The most obvious reason is that Google does plan to use Fuchsia to replace Android or Chrome (or both) on a future device. Fuchsia was started by two software gurus with plenty of OS development under their belts including names you're probably very familiar with like Android, iOS, and WebOS. When the idea to build a new operating system complete with its own kernel (the base software that ties hardware and OS function together) started even Google probably didn't know what to do with it. But you don't need to know what to do with it or how to make money on it until after the basics are in place.

What you do need to know is that you can't scrap years and years of R&D and development costs to get rid of the world's most popular operating system, which is Android, on a whim. You start slowly. You remember that Android was originally designed to be the software that powers digital cameras. You use the same playbook that made billions of dollars profit every year.

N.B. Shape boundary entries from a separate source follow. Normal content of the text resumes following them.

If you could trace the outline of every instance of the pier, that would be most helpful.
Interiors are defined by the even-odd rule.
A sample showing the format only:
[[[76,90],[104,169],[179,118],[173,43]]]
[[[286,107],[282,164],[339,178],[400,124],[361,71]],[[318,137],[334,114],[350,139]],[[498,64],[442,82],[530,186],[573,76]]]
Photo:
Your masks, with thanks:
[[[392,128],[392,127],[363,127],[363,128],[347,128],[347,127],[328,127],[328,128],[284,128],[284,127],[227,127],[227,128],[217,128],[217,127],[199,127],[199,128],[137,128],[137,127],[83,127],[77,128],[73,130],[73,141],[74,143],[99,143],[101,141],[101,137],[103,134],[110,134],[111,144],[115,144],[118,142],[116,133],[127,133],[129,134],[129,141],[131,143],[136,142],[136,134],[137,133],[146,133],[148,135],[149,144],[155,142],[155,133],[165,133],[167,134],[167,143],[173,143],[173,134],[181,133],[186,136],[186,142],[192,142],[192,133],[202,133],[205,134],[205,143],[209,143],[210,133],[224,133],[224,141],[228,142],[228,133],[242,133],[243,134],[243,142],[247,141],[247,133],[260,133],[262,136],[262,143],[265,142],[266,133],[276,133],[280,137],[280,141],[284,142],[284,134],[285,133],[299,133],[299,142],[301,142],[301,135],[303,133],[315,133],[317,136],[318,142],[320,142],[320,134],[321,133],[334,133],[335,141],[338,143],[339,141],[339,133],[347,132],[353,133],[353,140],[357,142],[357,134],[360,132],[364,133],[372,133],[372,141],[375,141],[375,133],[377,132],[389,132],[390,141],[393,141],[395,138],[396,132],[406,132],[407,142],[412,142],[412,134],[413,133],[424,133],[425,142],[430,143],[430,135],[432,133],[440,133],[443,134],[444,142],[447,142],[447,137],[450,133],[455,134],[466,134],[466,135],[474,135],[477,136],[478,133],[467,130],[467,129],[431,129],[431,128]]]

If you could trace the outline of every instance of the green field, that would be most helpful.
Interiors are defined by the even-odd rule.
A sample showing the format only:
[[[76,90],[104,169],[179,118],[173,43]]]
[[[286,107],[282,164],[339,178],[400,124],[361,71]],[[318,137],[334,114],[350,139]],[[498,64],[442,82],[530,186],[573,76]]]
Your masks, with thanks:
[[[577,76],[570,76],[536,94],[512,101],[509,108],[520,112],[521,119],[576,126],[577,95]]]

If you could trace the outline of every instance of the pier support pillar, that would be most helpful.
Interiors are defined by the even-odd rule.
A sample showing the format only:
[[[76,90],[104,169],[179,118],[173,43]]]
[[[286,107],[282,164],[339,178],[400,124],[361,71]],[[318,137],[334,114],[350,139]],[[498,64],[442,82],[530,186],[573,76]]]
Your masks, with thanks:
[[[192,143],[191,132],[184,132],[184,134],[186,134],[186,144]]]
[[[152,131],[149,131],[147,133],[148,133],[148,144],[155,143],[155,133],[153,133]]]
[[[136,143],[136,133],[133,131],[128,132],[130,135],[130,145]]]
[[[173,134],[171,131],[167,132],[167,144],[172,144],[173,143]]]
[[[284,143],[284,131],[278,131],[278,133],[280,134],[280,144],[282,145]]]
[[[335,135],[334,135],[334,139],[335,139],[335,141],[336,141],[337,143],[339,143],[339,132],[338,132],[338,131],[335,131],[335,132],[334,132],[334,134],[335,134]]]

I think Steven J. Vaughan-Nichols says it best: Fuchsia is "not a replacement for what we already have; it's a door to a future we're not living in yet." The one thing that Fuchsia can give Google that Android can't is more control. Fuchsia was developed — either intentionally or as a happy accident — in a way that would allow Google to update the operating system without any apps or the user interface being touched as long as the new version still supports them.

Fuchsia offers one thing that Android can't, and it's something very important to Google: more control.

Google sees the value in the control and the company having its say in when devices are updated to support new features or with better security is something we should see the value in, too. Someone close to the project told me that the Fuchsia team has had very ambitious goals since the beginning and they believe it seems inevitable that Fuchsia will piece-by-piece replace Google's other operating systems because the security model and the ability to push updates directly to users make it worthwhile.

In any case, the basics are now in place and Fuchsia is now at a point where it can move out of the experimental phase and inch its way onto consumer products. The Google Nest Hub isn't a complicated device and has features and functions that Google is very good at supporting across all of its products, so the fit is natural.

Will Fuchsia eventually make its way onto other devices? I'm almost certain; things like Nest products will probably all be powered by the new operating system in the near future. It will probably make its way onto more hands-on devices like phones or Chromebooks (Fuchsiabooks?) when and if Google sees a financial benefit to doing it.